On Wed, 31 Oct 2007 17:47:54 +0100, <jimnl69@hotmail.com> wrote:
> On Oct 31, 12:23 pm, "Rik Wasmus" <luiheidsgoe...@hotmail.com> wrote:
>> On Wed, 31 Oct 2007 16:55:21 +0100, <jimn...@hotmail.com> wrote:
>> > I have a table that I get names and counts from but do it in 2
>> > seperate queries. I have to imagine it's possible in 1 cool query.
>>
>> > Table:
>>
>> > Name Value Date
>> > John A 2007-10-30
>> > John B 2007-10-30
>> > John C 2007-10-30
>> > John D 2007-10-30
>> > John E 2007-10-30
>> > Mark A 2007-10-31
>> > Lucy C 2007-10-31
>> > Lucy D 2007-10-31
>> > Mark D 2007-11-01
>> > Hank A 2007-11-01
>> > Hank D 2007-11-02
>>
>> > What I want from this is:
>> > John 3
>> > Mark 1
>> > Lucy 1
>>
>> > Basically, I want a count per distinct Name of each Value that is
>> > "given" to someone else.
>>
>> I can't get the logic. Could you explain some more?
>>
>> If I hazard a guess, I'd say you actually want this:
>>
>> SELECT
>> t.Name,
>> COUNT(DISTINCT t.Value)
>> FROM table t
>> JOIN table j
>> ON j.Value = t.Value # something belongs are has belonged to
>> this person
>> AND j.Name != t.Name # but also belongs or has belonged to
>> someone else
>> AND j.Date > t.Date # at a later time then then it was in this
>> person's
>> posession
>> GROUP BY t.Name
>
> John was given problems A,B,C,D,E. He could solve A so gave it to
> Mark, C so gave it to Lucy, or D so gave it to Lucy. Therefore, John
> bounced 3 problems to someone else so I want to see John 3. Lucy was
> unable to solve D so gave it to Mark. Lucy did solve C. Therefore,
> Lucy bounced 1 problem. Mark was unable to solve A or D so gave them
> to Hank. Therefore, Mark should return 2.
>
> Does that help clear up what I'm trying to do?

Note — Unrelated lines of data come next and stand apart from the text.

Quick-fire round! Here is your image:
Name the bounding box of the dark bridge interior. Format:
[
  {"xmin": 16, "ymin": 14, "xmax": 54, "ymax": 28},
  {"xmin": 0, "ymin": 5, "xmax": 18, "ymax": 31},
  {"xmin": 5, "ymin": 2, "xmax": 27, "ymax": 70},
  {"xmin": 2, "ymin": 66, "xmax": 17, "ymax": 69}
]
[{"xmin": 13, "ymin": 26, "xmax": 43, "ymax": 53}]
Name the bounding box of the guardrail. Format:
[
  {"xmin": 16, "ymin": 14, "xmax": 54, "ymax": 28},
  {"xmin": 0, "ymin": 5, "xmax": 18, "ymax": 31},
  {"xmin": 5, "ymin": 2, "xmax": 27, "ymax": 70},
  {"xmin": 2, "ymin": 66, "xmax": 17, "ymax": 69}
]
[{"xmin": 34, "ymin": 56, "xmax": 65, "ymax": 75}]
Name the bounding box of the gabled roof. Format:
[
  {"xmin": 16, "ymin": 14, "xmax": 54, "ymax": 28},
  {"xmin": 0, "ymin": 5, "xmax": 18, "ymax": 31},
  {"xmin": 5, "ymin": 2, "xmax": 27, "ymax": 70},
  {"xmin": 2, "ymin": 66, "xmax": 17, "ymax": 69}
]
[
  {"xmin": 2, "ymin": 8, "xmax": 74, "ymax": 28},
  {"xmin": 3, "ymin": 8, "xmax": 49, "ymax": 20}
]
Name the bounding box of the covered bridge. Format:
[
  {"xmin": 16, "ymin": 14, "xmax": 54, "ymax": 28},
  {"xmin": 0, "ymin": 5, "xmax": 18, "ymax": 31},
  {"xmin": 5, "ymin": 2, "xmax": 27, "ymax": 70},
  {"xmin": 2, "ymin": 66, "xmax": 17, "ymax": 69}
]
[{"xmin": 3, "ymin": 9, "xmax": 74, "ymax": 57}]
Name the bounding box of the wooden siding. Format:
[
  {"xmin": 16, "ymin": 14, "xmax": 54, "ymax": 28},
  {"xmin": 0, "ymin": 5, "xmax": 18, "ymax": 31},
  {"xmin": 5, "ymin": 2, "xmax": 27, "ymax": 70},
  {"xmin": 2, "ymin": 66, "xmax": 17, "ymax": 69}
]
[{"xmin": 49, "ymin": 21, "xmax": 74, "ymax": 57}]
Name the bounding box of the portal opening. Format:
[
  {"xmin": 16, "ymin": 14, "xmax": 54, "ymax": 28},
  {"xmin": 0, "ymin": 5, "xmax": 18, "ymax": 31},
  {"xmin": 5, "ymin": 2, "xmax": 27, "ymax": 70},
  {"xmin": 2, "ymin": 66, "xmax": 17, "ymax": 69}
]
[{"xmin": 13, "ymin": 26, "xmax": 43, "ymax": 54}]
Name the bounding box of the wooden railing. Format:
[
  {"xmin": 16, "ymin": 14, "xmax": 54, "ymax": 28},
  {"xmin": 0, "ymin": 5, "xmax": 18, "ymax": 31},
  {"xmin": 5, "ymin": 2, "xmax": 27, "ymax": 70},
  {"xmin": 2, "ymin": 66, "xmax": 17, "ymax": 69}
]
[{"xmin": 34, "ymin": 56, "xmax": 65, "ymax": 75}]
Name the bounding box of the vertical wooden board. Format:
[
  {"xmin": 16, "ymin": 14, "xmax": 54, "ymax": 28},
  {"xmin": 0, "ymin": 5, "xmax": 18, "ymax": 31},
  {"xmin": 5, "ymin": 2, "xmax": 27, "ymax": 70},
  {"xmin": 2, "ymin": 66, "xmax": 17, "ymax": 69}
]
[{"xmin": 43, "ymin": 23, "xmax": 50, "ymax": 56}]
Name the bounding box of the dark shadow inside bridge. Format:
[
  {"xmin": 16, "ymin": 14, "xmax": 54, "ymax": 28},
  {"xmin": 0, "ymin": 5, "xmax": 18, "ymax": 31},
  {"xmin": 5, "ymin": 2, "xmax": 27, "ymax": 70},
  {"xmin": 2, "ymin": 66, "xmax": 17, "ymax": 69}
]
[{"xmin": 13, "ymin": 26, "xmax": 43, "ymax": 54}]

Yup, with Mark 2 it's clear (tried to envision some logic for Mark like
'giving away a value will only count if you were the first one to own the
problem', but that obviously didn't work either
). I think the query I
gave you in the previous reply will work (untested).
--
Rik Wasmus